This presentation will present a brief tutorial on the
maxent.ot
R package we’re currently developing. We will
show you how to:
Maximum Entropy Optimality Theory (henceforth MaxEnt OT; Goldwater & Johnson 2003) is a variant of Optimality Theory (Prince & Smolensky 1993/2004) that uses numeric constraint weights rather than constraint rankings (Pater 2009). Given a set of constraint weights and violation profiles for each output candidate, MaxEnt OT calculates probability distributions over candidates for a given input. This has made it a popular tool for modeling variability in phonological patterns at either the individual or population level (e.g., Hayes & Wilson 2008, Moore-Cantwell & Pater 2016, White 2017, Zuraw & Hayes 2017, Mayer 2021, a.o.).

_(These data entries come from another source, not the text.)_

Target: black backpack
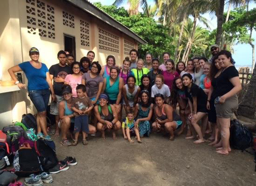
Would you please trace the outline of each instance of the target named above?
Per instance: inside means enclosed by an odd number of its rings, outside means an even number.
[[[55,151],[55,144],[52,141],[39,139],[34,142],[34,147],[39,156],[43,169],[48,172],[59,163]]]
[[[233,148],[244,150],[252,146],[252,133],[237,120],[230,121],[230,131],[229,142]]]
[[[13,164],[15,173],[19,176],[38,174],[41,171],[37,153],[28,143],[24,143],[17,151]]]
[[[33,114],[28,113],[27,114],[22,115],[21,123],[22,123],[27,129],[32,128],[37,132],[36,119]]]

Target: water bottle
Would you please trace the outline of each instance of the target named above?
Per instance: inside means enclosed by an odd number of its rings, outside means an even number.
[[[17,79],[20,83],[23,83],[22,82],[22,74],[21,73],[17,73]]]

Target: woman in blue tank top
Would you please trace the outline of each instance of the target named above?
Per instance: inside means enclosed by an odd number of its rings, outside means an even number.
[[[108,97],[108,104],[113,105],[118,113],[119,119],[121,117],[121,93],[123,80],[119,76],[119,68],[112,66],[110,68],[110,76],[104,78],[102,93]]]

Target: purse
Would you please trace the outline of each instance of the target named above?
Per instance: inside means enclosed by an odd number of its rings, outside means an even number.
[[[0,171],[0,186],[7,186],[17,178],[18,176],[14,173],[12,173],[7,170]]]

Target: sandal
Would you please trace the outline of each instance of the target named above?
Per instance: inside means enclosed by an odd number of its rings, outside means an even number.
[[[74,140],[74,142],[72,143],[72,146],[76,146],[77,145],[77,144],[78,143],[78,141],[77,140]]]
[[[88,145],[89,143],[88,143],[88,141],[86,140],[86,139],[83,139],[83,145]]]

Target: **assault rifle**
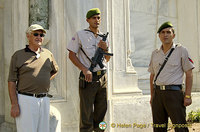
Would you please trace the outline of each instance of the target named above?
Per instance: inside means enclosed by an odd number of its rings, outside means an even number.
[[[108,32],[107,34],[103,34],[103,35],[98,34],[98,35],[102,37],[102,40],[105,42],[108,37]],[[92,57],[92,62],[89,68],[91,72],[93,72],[93,69],[96,67],[97,64],[100,66],[101,69],[104,67],[102,63],[104,59],[104,55],[113,56],[113,53],[106,53],[102,48],[98,47],[95,52],[94,57]]]

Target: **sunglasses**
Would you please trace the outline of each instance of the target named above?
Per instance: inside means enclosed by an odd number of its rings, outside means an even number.
[[[33,34],[35,37],[37,37],[38,35],[40,35],[40,37],[44,37],[45,35],[43,33],[39,34],[39,33],[34,33]]]

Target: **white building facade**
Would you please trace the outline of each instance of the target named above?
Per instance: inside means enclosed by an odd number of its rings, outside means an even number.
[[[0,0],[0,123],[2,132],[14,132],[10,117],[7,77],[11,55],[26,45],[30,6],[40,0]],[[47,35],[44,47],[54,54],[60,71],[51,82],[51,112],[63,132],[78,132],[78,69],[68,59],[68,42],[87,28],[86,13],[98,7],[101,31],[109,32],[108,132],[152,131],[149,73],[151,52],[161,43],[157,29],[165,21],[175,26],[175,42],[187,47],[195,63],[193,104],[200,107],[200,0],[46,0]],[[56,126],[54,126],[56,127]],[[143,128],[143,129],[141,129]],[[51,129],[53,131],[53,129]],[[58,130],[59,131],[59,130]]]

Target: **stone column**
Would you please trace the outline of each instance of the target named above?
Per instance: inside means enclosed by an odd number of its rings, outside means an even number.
[[[112,68],[113,94],[141,93],[138,89],[138,76],[130,59],[130,8],[129,0],[111,1],[112,9],[111,45],[114,56]],[[120,10],[120,12],[119,12]],[[117,16],[117,17],[116,17]]]

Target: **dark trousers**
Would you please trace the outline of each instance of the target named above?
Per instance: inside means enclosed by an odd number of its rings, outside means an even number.
[[[188,132],[184,95],[181,90],[154,89],[152,113],[154,132],[167,132],[168,117],[176,132]]]
[[[80,132],[101,132],[99,123],[107,110],[107,75],[93,76],[91,83],[79,80]]]

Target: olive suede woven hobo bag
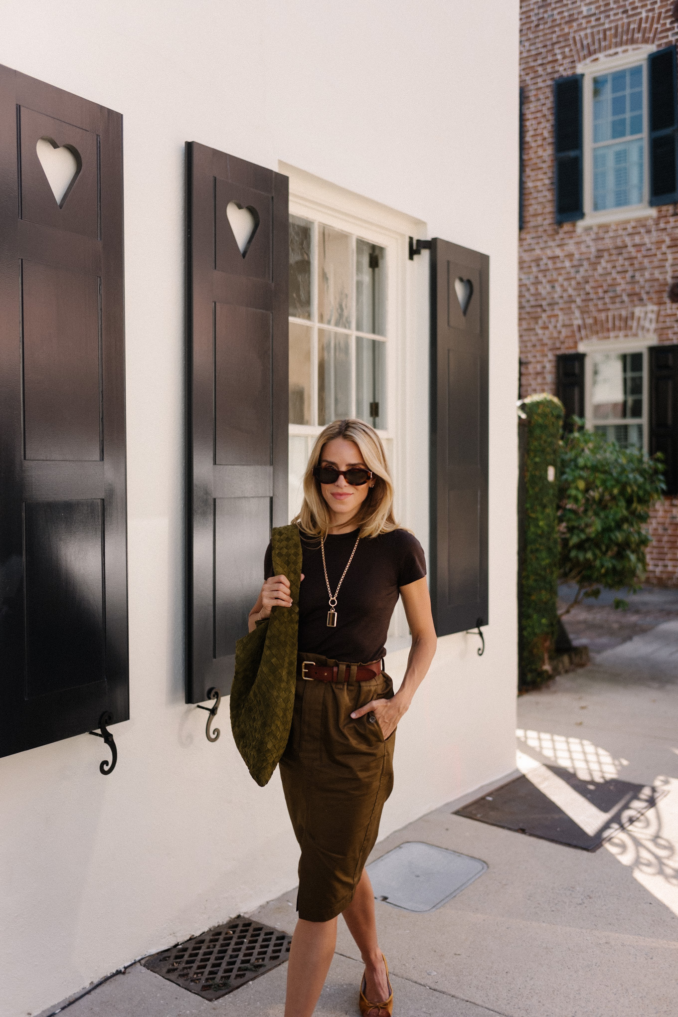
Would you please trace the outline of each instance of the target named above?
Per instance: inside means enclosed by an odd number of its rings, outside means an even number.
[[[233,737],[260,787],[270,780],[292,727],[301,582],[298,528],[275,527],[271,551],[273,575],[290,580],[292,607],[273,607],[269,618],[238,640],[231,687]]]

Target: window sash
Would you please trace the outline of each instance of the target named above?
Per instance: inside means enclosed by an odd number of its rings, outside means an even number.
[[[310,412],[309,412],[309,423],[290,423],[290,434],[303,436],[303,434],[309,433],[309,429],[312,429],[313,433],[319,433],[325,423],[319,421],[319,411],[321,409],[320,403],[320,364],[323,359],[322,351],[320,349],[321,343],[325,336],[336,335],[341,337],[347,337],[349,340],[349,362],[350,362],[350,381],[349,381],[349,399],[348,399],[348,410],[349,415],[352,417],[357,416],[357,384],[356,384],[356,366],[357,366],[357,340],[371,340],[374,342],[379,342],[385,344],[384,349],[386,351],[385,360],[385,374],[387,375],[389,371],[388,365],[388,325],[384,327],[385,335],[377,335],[374,333],[361,332],[356,328],[357,319],[357,254],[356,254],[356,244],[358,240],[365,240],[367,243],[373,244],[375,247],[379,247],[388,257],[387,248],[384,247],[383,243],[378,240],[367,239],[358,233],[350,232],[348,230],[341,230],[331,224],[323,222],[322,219],[311,219],[308,215],[294,214],[295,219],[303,219],[308,222],[311,226],[311,288],[310,288],[310,318],[296,317],[294,315],[289,315],[289,321],[291,325],[301,326],[303,328],[308,328],[310,333]],[[335,230],[336,232],[343,232],[346,236],[350,238],[351,244],[351,295],[350,295],[350,315],[352,327],[337,326],[333,324],[325,324],[318,320],[319,309],[318,309],[318,273],[319,273],[319,261],[318,261],[318,234],[322,227],[327,227],[328,229]],[[386,281],[388,274],[386,273]],[[385,284],[384,284],[385,285]],[[386,303],[388,301],[388,293],[386,292]],[[385,315],[385,320],[387,321],[387,315]],[[333,344],[332,344],[333,346]],[[333,381],[333,365],[329,366],[330,382],[329,390],[331,393],[335,392],[335,385]],[[384,378],[383,383],[383,400],[385,401],[385,412],[386,412],[386,427],[377,426],[375,429],[383,437],[389,434],[389,420],[391,415],[391,407],[388,405],[388,385],[386,379]],[[325,415],[326,422],[334,419],[332,408],[328,408],[329,412]],[[380,417],[383,417],[383,408],[380,407]],[[368,420],[371,423],[372,420]]]
[[[627,135],[620,138],[611,138],[605,141],[594,141],[594,79],[606,74],[612,74],[618,70],[627,70],[631,67],[640,66],[642,68],[642,132],[639,134]],[[582,109],[582,135],[583,135],[583,211],[584,220],[605,219],[608,216],[619,213],[622,210],[636,211],[650,207],[650,107],[648,98],[648,53],[629,54],[624,60],[619,58],[611,59],[609,64],[605,62],[597,64],[595,67],[580,66],[578,68],[583,73],[583,109]],[[594,160],[596,152],[616,145],[642,141],[642,188],[640,200],[629,204],[612,204],[605,208],[596,208],[595,200],[595,169]]]

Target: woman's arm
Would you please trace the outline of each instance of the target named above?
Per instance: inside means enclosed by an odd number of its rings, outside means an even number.
[[[257,621],[270,617],[271,607],[292,607],[290,580],[287,576],[271,576],[263,584],[256,604],[247,617],[247,631],[254,632]]]
[[[402,586],[400,596],[412,633],[408,667],[400,687],[392,699],[373,700],[351,714],[355,718],[362,717],[366,713],[374,713],[384,738],[395,730],[400,717],[408,711],[415,693],[431,666],[437,643],[426,579],[418,579],[415,583]]]

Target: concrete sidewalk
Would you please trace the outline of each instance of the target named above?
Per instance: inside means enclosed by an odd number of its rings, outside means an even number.
[[[443,806],[381,841],[452,848],[488,871],[437,911],[377,902],[394,1012],[407,1017],[676,1017],[678,1014],[678,622],[600,654],[518,700],[518,747],[580,779],[653,784],[656,809],[589,853]],[[292,931],[295,893],[257,918]],[[286,965],[215,1003],[130,968],[67,1017],[282,1017]],[[340,921],[316,1013],[358,1014],[362,964]]]

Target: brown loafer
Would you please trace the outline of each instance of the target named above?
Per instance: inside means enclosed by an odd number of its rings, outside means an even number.
[[[384,966],[386,968],[386,981],[388,982],[388,989],[390,991],[390,996],[383,1003],[371,1003],[365,996],[367,984],[365,981],[365,975],[363,974],[363,980],[360,983],[360,1012],[363,1017],[392,1017],[393,1014],[393,990],[391,989],[390,978],[388,977],[388,964],[386,958],[383,957]],[[374,1011],[376,1010],[376,1013]]]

MaxEnt OT calculates the probability of an output candidate \(y\) given an underlying form \(x\) as:
\[P(y|x; w) = \frac{1}{Z_w(x)}\exp(-\sum_{k=1}^{m}{w_k f_k(y, x)})\] \(f_k(y, x)\) is the number of violations of constraint \(k\) incurred by mapping underlying \(x\) to surface \(y\). \(Z_w(x)\) is a normalization term defined as
\[Z(x) = \sum_{y\in\mathcal{Y}(x)}{\exp(-\sum_{k=1}^{m}{w_k f_k(y, x)})}\] where \(\mathcal{Y}(x)\) is the set of observed surface realizations of input \(x\).
The log likelihood of a dataset \(D\) given a set of constraint weights \(w\) is calculated as
\[LL_w(D) = \sum_{i=1}^{n}{\ln P(y_i|x_i; w)}\]
where \(n\) is the number of data points.
Given a data set consisting of input-output pairs and their corresponding violation profiles, it is straightforward to learn the optimal constraint weights using maximum likelihood estimation (MLE) or maximum a posteriori estimation (MAP; see Hayes & Wilson 2008). Because probabilities can be calculated for each observed output, different models fit to the same data (that is, models with different constraint weights or sets of constraints) can be compared numerically.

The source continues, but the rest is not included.